OpenAI Codex CLI is a lightweight coding agent that runs directly in your terminal, letting you interact with AI to analyze, modify, and execute code in your projects. While Codex delivers powerful code generation and execution capabilities, Portkey adds essential enterprise controls for production deployments:

  • Unified AI Gateway - Single interface for 250+ LLMs with API key management (beyond Codex’s default model options)
  • Centralized AI observability: Real-time usage tracking for 40+ key metrics and logs for every request
  • Governance - Real-time spend tracking, set budget limits and RBAC in your Codex setup
  • Security Guardrails - PII detection, content filtering, and compliance controls

This guide will walk you through integrating Portkey with OpenAI Codex CLI and setting up essential enterprise features including usage tracking, access controls, and budget management.

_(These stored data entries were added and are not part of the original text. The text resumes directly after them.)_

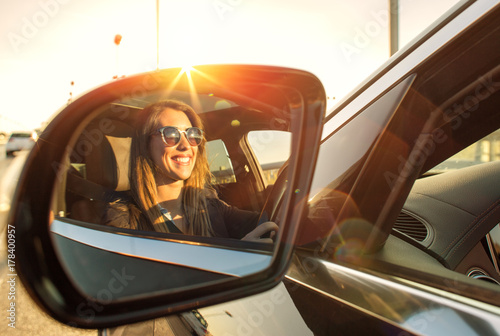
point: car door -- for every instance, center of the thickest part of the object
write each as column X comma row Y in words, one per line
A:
column 390, row 243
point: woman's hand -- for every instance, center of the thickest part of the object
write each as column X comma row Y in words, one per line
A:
column 262, row 229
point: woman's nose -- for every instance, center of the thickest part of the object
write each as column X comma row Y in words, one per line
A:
column 183, row 143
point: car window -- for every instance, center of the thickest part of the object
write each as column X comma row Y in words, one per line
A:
column 220, row 162
column 272, row 149
column 485, row 150
column 333, row 179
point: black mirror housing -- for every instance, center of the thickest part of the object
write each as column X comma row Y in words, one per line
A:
column 38, row 260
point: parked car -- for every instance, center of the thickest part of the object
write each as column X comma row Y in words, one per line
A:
column 388, row 206
column 19, row 141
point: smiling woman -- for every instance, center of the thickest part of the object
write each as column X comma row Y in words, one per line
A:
column 125, row 155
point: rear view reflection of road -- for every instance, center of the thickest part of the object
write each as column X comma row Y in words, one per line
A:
column 17, row 308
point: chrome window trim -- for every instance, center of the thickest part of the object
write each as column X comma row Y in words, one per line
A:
column 212, row 259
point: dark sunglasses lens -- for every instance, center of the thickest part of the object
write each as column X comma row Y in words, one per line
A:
column 171, row 136
column 194, row 136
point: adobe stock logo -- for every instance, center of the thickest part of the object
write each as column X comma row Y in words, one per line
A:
column 30, row 26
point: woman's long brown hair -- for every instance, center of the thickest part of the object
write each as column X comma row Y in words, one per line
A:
column 143, row 170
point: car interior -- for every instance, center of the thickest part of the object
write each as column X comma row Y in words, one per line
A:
column 98, row 163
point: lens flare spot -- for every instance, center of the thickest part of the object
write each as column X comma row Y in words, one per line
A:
column 222, row 104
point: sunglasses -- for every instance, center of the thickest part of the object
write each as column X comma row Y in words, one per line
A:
column 172, row 135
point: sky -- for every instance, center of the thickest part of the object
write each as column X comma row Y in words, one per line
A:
column 46, row 45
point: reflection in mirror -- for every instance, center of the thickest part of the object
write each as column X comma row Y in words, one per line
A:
column 145, row 205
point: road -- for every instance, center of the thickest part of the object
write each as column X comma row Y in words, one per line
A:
column 29, row 318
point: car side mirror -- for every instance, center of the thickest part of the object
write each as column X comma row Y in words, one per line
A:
column 90, row 275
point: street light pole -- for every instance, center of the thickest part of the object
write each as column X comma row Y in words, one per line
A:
column 118, row 39
column 393, row 26
column 157, row 34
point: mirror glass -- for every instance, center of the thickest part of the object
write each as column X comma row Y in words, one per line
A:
column 119, row 228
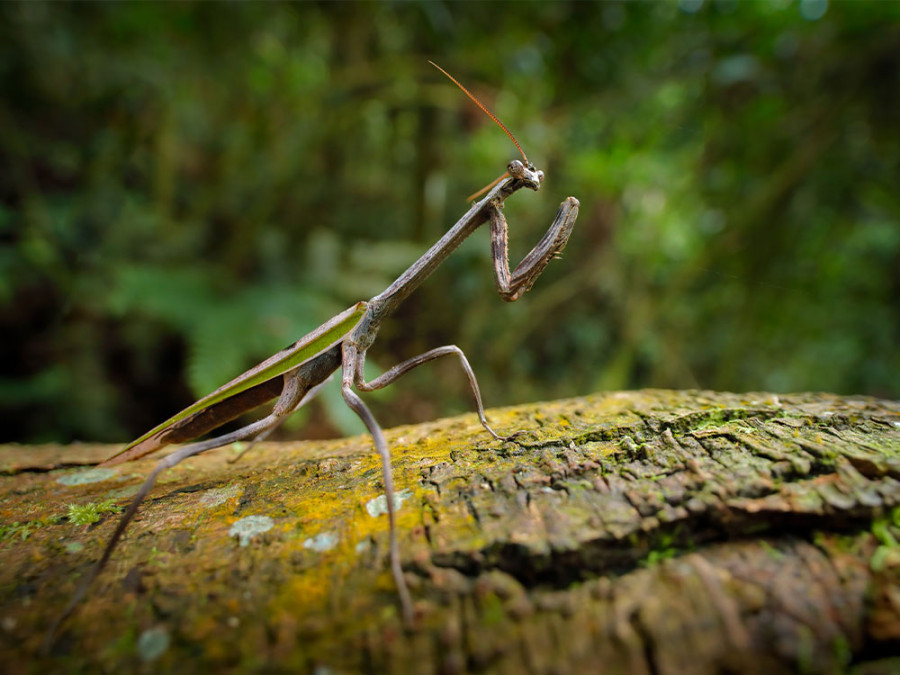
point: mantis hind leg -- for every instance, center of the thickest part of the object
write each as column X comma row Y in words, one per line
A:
column 354, row 360
column 402, row 368
column 351, row 360
column 292, row 396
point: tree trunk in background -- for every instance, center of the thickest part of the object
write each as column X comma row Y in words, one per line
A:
column 645, row 532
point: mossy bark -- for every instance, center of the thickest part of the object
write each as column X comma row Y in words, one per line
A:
column 645, row 532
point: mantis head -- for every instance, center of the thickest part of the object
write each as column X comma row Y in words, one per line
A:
column 526, row 173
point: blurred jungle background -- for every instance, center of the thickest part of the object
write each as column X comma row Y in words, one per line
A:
column 186, row 188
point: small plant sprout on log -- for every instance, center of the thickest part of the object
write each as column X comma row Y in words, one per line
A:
column 294, row 375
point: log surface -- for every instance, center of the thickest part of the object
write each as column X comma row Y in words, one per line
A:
column 640, row 532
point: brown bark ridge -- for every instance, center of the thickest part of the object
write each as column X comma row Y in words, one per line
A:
column 642, row 532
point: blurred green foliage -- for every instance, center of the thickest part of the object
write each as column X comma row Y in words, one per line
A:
column 185, row 188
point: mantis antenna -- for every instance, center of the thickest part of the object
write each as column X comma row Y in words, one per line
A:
column 493, row 117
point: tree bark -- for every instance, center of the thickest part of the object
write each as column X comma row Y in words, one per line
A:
column 644, row 532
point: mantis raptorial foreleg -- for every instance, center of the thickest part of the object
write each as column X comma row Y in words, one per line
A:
column 512, row 287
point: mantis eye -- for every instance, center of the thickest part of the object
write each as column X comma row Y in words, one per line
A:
column 516, row 169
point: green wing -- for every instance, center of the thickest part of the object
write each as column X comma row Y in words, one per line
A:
column 305, row 348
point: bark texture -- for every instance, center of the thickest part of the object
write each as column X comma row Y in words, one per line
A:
column 643, row 532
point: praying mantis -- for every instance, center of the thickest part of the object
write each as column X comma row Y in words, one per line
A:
column 295, row 374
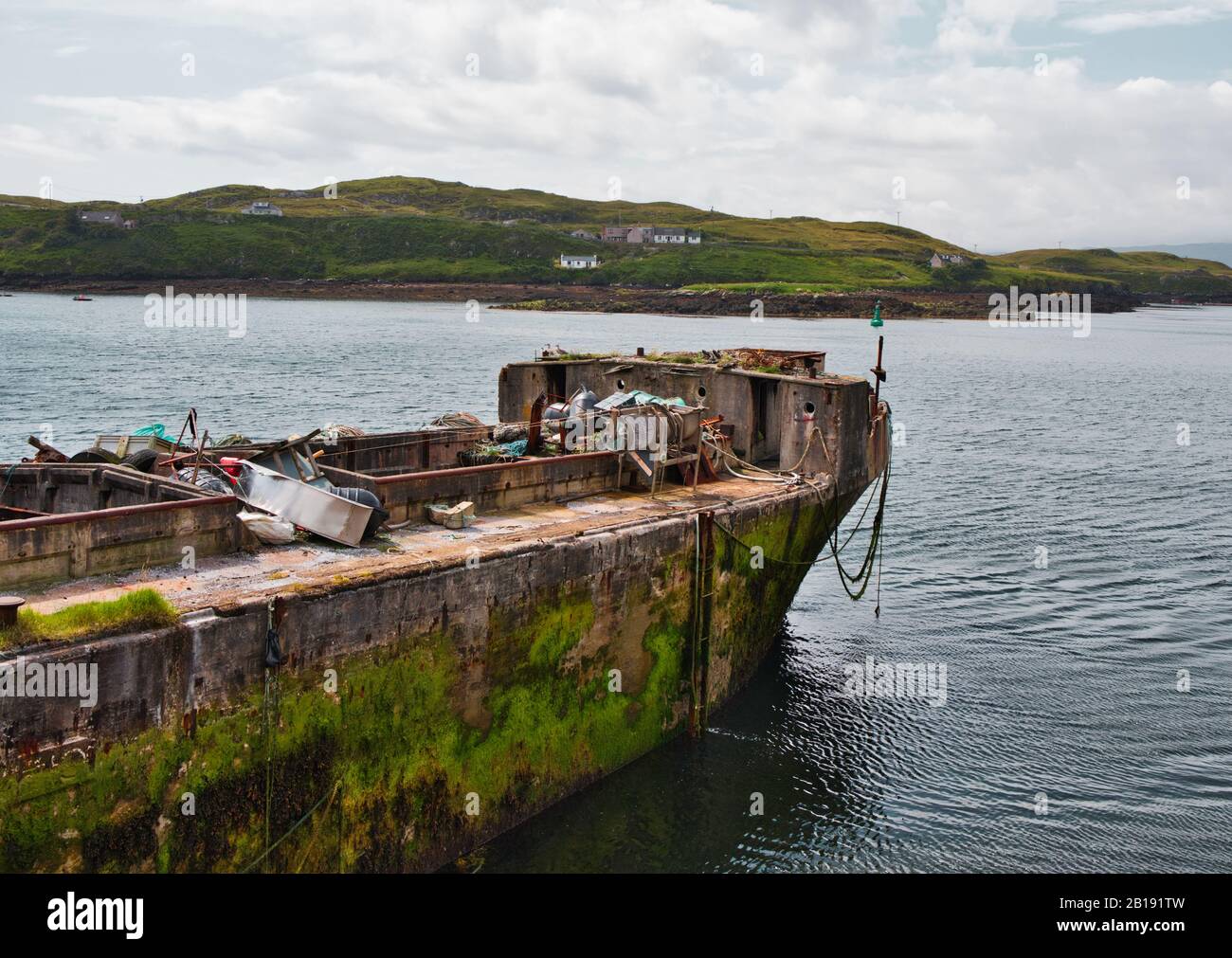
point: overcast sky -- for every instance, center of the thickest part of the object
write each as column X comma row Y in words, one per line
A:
column 999, row 123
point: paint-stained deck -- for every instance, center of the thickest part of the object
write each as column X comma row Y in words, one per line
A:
column 313, row 564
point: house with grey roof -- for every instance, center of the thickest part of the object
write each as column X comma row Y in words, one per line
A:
column 262, row 208
column 110, row 217
column 575, row 262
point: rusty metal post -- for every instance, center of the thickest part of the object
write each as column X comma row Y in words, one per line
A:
column 879, row 373
column 703, row 595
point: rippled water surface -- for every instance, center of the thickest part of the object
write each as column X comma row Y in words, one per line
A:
column 1060, row 679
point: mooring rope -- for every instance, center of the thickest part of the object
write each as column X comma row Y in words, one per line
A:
column 863, row 575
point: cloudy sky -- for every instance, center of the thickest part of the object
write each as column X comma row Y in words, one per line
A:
column 992, row 123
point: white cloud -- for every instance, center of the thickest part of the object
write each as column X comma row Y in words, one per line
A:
column 807, row 110
column 1145, row 19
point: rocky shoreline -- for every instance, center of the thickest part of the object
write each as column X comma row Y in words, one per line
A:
column 899, row 304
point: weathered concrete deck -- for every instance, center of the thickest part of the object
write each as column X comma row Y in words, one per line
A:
column 228, row 580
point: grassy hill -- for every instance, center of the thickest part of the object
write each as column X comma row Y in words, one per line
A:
column 419, row 229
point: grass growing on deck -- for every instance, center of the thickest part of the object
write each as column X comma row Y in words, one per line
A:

If you are an enterprise looking to use Codex CLI in your organization, check out this section.

1. Setting up Portkey

Portkey allows you to use 1600+ LLMs with your OpenAI Codex setup, with minimal configuration required. Let’s set up the core components in Portkey that you’ll need for integration.

1

Create an Integration

Navigate to the Integrations section on Portkey’s Sidebar. This is where you’ll connect your LLM providers.

  1. Find your preferred provider (e.g., OpenAI, Anthropic, etc.)
  2. Click Connect on the provider card
  3. In the “Create New Integration” window:
    • Enter a Name for reference
    • Enter a Slug for the integration
    • Enter your API Key and other provider specific details for the provider
  4. Click Next Step

In your next step you’ll see workspace provisioning options. You can select the default “Shared Team Workspace” if this is your first time OR chose your current one.

2

Configure Models

On the model provisioning page:

  • Leave all models selected (or customize)
  • Toggle Automatically enable new models if desired

Click Create Integration to complete the integration

3

Copy the Provider Slug

Once your Integration is created:

  1. Go to Model CatalogModels tab
  2. Find and click on you your model button (if your model is not visible, you need to edit your integration from the last step)
  3. Copy the slug (e.g., @openai-dev/gpt-4o)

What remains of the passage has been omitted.